Afghan insurgent leader Gulbuddin Hekmatyar said in a television interview that his fighters helped al-Qaeda leader Osama bin Laden escape intense US bombing in the Tora Bora mountains in 2001.
Hekmatyar, a former Afghan prime minister and leader of the Hezb-e-Islami militant group, told Pakistan's private Geo TV network that when the US began its assault on the rugged Afghan mountains five years ago, some of his fighters moved bin Laden, his deputy Ayman al-Zawahiri and other associates to "a safe place" where he met them later.
He did not identify the location of the hideout.
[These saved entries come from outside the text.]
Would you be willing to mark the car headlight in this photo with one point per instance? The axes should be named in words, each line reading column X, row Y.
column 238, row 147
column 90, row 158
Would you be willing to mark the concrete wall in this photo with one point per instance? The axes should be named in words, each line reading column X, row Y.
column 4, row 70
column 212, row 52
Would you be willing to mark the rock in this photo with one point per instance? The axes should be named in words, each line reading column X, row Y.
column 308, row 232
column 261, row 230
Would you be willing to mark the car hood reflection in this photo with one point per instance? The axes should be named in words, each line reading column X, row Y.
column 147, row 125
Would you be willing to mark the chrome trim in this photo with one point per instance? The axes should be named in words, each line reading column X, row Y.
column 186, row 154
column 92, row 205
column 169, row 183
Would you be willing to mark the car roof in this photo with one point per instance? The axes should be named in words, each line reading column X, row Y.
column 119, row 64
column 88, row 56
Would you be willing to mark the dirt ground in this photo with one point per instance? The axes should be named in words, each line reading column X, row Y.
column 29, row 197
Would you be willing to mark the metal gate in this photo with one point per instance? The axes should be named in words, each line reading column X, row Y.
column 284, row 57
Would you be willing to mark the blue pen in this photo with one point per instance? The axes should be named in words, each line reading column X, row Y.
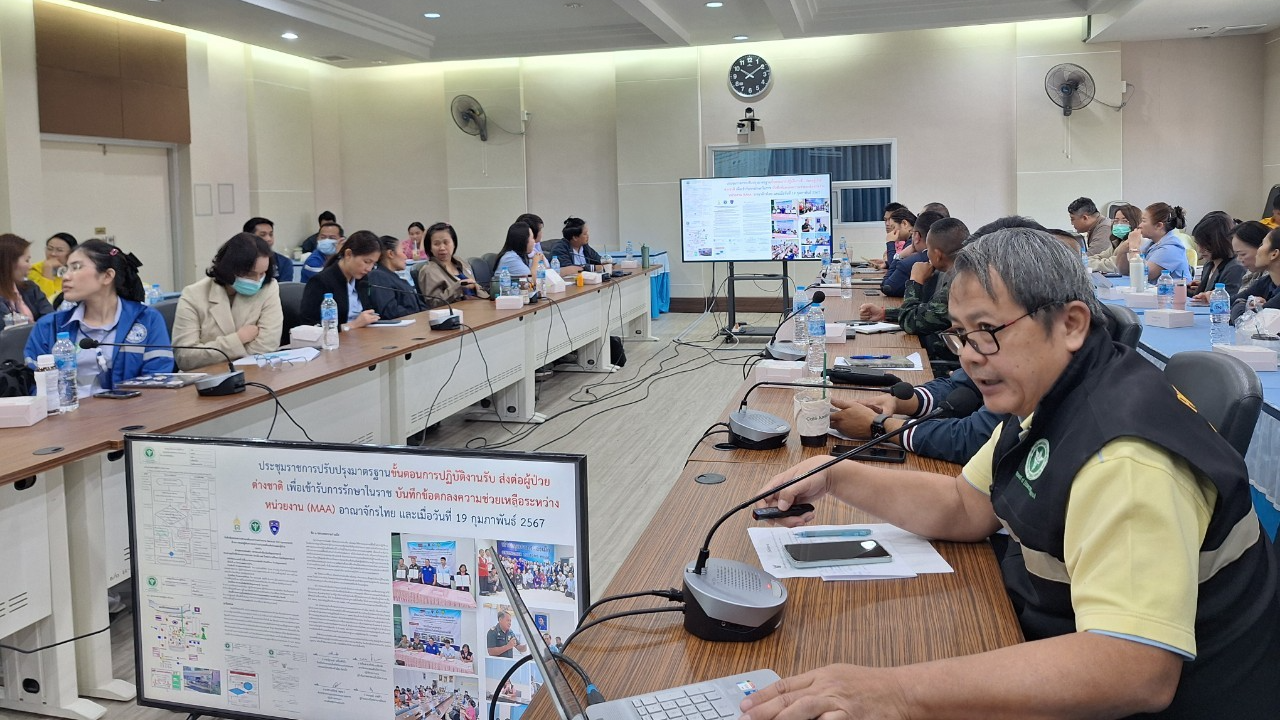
column 835, row 533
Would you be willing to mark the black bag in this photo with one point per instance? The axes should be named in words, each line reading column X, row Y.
column 16, row 379
column 617, row 356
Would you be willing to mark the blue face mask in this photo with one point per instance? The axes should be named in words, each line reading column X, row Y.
column 247, row 287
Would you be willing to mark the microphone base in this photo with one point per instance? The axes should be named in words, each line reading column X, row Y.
column 220, row 384
column 732, row 602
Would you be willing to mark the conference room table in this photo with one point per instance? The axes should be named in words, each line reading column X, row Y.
column 63, row 505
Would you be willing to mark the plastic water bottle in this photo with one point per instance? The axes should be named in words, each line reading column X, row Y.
column 817, row 354
column 329, row 322
column 801, row 317
column 1165, row 291
column 1220, row 315
column 64, row 356
column 1138, row 273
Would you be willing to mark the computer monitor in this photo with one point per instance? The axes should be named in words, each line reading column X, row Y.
column 557, row 684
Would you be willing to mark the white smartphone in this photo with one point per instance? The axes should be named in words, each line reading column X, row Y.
column 840, row 552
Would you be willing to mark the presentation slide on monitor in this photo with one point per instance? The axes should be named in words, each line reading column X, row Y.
column 766, row 218
column 291, row 582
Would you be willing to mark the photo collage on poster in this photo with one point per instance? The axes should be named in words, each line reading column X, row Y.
column 455, row 636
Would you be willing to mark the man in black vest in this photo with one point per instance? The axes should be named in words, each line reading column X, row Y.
column 1137, row 566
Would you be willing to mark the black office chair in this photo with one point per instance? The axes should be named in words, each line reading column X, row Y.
column 1224, row 390
column 13, row 341
column 168, row 309
column 291, row 304
column 1123, row 324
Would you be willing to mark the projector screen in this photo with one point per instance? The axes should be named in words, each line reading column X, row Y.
column 296, row 580
column 755, row 219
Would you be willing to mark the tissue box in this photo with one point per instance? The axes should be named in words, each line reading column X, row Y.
column 1170, row 318
column 780, row 370
column 27, row 410
column 1261, row 359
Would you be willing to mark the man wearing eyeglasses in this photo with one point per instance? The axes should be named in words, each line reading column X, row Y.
column 1137, row 566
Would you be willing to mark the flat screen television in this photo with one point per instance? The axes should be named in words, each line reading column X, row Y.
column 755, row 218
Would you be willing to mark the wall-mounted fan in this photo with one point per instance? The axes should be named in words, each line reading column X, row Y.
column 1069, row 86
column 470, row 117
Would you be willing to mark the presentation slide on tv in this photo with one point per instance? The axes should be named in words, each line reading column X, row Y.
column 291, row 582
column 767, row 218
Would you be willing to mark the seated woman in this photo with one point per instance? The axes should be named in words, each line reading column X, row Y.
column 346, row 277
column 516, row 251
column 389, row 294
column 1214, row 245
column 236, row 308
column 446, row 277
column 21, row 300
column 103, row 282
column 574, row 251
column 49, row 272
column 1165, row 250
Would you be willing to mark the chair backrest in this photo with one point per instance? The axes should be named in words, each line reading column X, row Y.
column 1123, row 324
column 1225, row 391
column 291, row 304
column 168, row 309
column 13, row 341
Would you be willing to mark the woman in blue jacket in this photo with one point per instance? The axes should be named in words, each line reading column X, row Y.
column 103, row 282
Bin Laden and al-Zawahiri are believed to be still hiding along the Afghan-Pakistan border.
Hekmatyar was a leader of the mujahidin that fought the Soviet occupation of the 1980s and was briefly Afghan prime minister during the civil war of the early 1990s that cost tens of thousands of lives.
In the interview, broadcast on Thursday, Hekmatyar insisted he has not maintained links with al-Qaeda.
"We have no organizational link with al-Qaeda," he said. "We have no military operations outside of Afghanistan."
Hekmatyar was speaking in Pashto language.
He also said that he had offered to join forces with the Taliban to fight against US-led forces in Afghanistan, but said that Taliban leaders did not support the idea.
"Negotiations [with the Taliban] have broken down," Hekmatyar said. "If they realize the need [for negotiations], we are ready."
Hekmatyar's militia are active in eastern Afghanistan along the Pakistan border.
In the interview, Hekmatyar said that foreign troops must leave the country before any political solution can be found.